Sunday, May 02, 1999

Knight's way gallant, but past its time




BY PAUL DAUGHERTY
The Cincinnati Enquirer

        I've always thought Bob Knight wanted one more national championship to shut the critics up. Then he would vanish with hardly a trace into some trout stream or deer-filled woods. Knowing, beyond all doubt, that his way was the right way. It'd be a hell of a thing.

        Knight was fishing when Luke Recker left his program nine days ago, and Knight was leaving to go fishing this weekend, when I called to ask him about it. He has never been good at answering to anyone. Hip-deep in a frigid stream, he doesn't have to.

        If you like Knight, or at least what he stands for, it's time to worry. It's time to wonder if his time is done, and to hope he doesn't flame out the way Woody Hayes did, in one impetuous moment of self-destruction.

        The game hasn't passed him by. The game is the game, always and forever, and no one has taught it better. But it's usually won by the team with the best players. Knight is getting fewer of those, and some of his best don't stay.

        Recker hurt the most. Recker was an Indiana kid. He looks like Indiana, big-eyed and open. Worldly, if the world were bounded by Muncie and Terre Haute. If Knight couldn't sell IU basketball to Luke Recker, to whom can he sell it?

Failed at relationships
        Knight's problem isn't that he yells too much. It's that there's nothing beyond the yelling. It's OK in college basketball, or at least acceptable, to scream at your players as if they're raw recruits at basic training. Bob Huggins does it. Huggins could go decibel-to-decibel with Knight and win.

        But coaches now need to have a relationship with their players beyond the screaming. One prominent coach told me that's where Knight has failed. His players no longer believe he cares much about them.

        In two years, Knight has lost Neil Reed, Jason Collier and Recker. They can't all be wrong. But something else is happening.

        Knight once could sell teamwork; now he finds individualism.

        Knight once could sell education; players are less interested.

        Knight could sell himself. Who knew more about basketball? Who was more honest? Who drove his players harder to be their best? Players are not buying Knight's program now. That says more about the players than it does about Knight.

        Players now are so concerned with the “next level,” they forget why they're at their current level. Hint: It's not to get to the NBA.

He is what he is
        If it can happen to Knight, it can happen to anyone. Long-time high school coaches are quitting, tired of demanding parents and players with unrealistic expectations. Ask your neighbors how much fun it is now to coach Knothole baseball. If they've been at it awhile, they'll tell you, “Not as much fun as it used to be.”
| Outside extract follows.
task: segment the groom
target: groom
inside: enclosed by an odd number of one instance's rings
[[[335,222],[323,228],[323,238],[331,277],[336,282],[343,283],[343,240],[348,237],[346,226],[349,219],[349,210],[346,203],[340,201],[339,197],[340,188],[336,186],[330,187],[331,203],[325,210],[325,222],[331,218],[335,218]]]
        Knight's graduation record is nearly spotless, his tolerance for off- court antics is zero. He won't sell out to get better players. Good for him.

        Knight performs the NCAA's mission as well as anyone. Could he maintain his high standards while softening his style? Sure. Will he? No. Unconditionally.

        “I am what I am. I'm not going to be somebody else,” he said to me two winters ago. Knight remains a black-and-white coach in a league of grays. You wish he'd demand of himself what he does of his players, that he would look at himself and wonder how he might improve. Don't hold your breath.

        The rumor is Knight will quit. After 28 years at Indiana, he has had enough of lording over somebody else's kids. It's a full-time job. It's exhausting, especially now, when players are no longer instruments of his will but wedded to their own interests.

        I doubt he'll quit. His son Pat is on his staff. He'll want Pat to have a coaching foothold before he leaves. But Knight won't get that last title doing it his way. He'll sooner catch a shark in a Montana stream.

        Knight's way is good and honorable. It's also out of tune with the times. That's too bad. For everyone.